Offizielle Website: vaux-le-vicomte.com

Häufige Fragen

Kann ich mit einem Tagesticket auch die Kerzenlicht-Abende besuchen?
Nein, ein Tagesticket berechtigt nicht zum Besuch der Abendveranstaltung. Die Kerzenlicht-Abende sind ein separates Produkt, das zwingend vorab online reserviert werden muss.
Wie komme ich vom Bahnhof Melun zum Schloss Vaux-le-Vicomte?
Die Weiterfahrt erfolgt mit dem Chateaubus. Dieser Shuttle ist nicht Teil des Pariser Nahverkehrsnetzes, weshalb der Navigo-Pass dort nicht gilt und ein separates Ticket erforderlich ist.
Wie kann ich den Aufstieg zur Kuppel im Voraus buchen?
Eine Online-Buchung für den Kuppelaufstieg ist nicht möglich. Das Zusatzticket kostet fünf Euro und wird ausschließlich vor Ort am Zugang verkauft.

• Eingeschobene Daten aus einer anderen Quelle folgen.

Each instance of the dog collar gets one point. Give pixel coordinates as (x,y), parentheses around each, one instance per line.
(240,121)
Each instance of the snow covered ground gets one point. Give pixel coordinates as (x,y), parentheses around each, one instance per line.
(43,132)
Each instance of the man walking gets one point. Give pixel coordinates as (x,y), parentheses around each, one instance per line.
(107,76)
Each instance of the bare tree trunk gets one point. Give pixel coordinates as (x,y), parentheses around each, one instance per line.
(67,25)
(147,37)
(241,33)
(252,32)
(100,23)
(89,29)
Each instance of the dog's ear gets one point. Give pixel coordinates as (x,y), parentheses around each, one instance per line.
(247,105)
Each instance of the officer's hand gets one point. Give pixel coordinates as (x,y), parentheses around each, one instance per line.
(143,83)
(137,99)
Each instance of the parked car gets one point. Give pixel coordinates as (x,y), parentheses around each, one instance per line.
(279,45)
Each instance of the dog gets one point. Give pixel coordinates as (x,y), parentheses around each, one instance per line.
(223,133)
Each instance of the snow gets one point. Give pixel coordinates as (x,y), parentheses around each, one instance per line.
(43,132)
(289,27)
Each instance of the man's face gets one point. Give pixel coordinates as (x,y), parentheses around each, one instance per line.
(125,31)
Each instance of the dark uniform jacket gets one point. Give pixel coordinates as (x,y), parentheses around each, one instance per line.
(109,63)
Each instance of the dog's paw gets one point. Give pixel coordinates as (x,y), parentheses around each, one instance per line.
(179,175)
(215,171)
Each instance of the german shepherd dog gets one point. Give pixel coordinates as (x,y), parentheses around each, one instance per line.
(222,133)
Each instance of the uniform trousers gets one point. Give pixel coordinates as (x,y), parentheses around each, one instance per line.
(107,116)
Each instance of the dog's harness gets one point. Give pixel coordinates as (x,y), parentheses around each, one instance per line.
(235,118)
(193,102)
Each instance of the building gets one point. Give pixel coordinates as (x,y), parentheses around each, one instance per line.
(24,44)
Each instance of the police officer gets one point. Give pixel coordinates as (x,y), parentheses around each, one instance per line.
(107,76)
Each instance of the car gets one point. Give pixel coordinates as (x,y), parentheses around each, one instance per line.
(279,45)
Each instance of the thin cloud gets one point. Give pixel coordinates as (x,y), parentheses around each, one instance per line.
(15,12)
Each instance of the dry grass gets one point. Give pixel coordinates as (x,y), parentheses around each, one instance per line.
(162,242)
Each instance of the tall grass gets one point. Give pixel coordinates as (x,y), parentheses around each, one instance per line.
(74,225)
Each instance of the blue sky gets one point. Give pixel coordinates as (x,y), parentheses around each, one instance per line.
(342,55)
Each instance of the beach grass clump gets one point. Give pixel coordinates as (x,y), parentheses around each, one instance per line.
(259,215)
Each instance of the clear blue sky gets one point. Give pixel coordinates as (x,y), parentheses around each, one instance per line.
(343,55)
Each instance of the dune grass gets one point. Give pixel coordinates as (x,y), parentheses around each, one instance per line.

Gibt es eine Altersgrenze für den Kuppelaufstieg?
Ja, der Aufstieg ist an eine verbindliche Mindestkörpergröße von 1,35 Metern gebunden, die vor Ort am Zugang kontrolliert wird.
Muss ich für das Parken am Schloss bezahlen?
Nein, das Parken am Schloss ist für Besucher kostenlos. Es ist keine Parkkarte oder Reservierung erforderlich.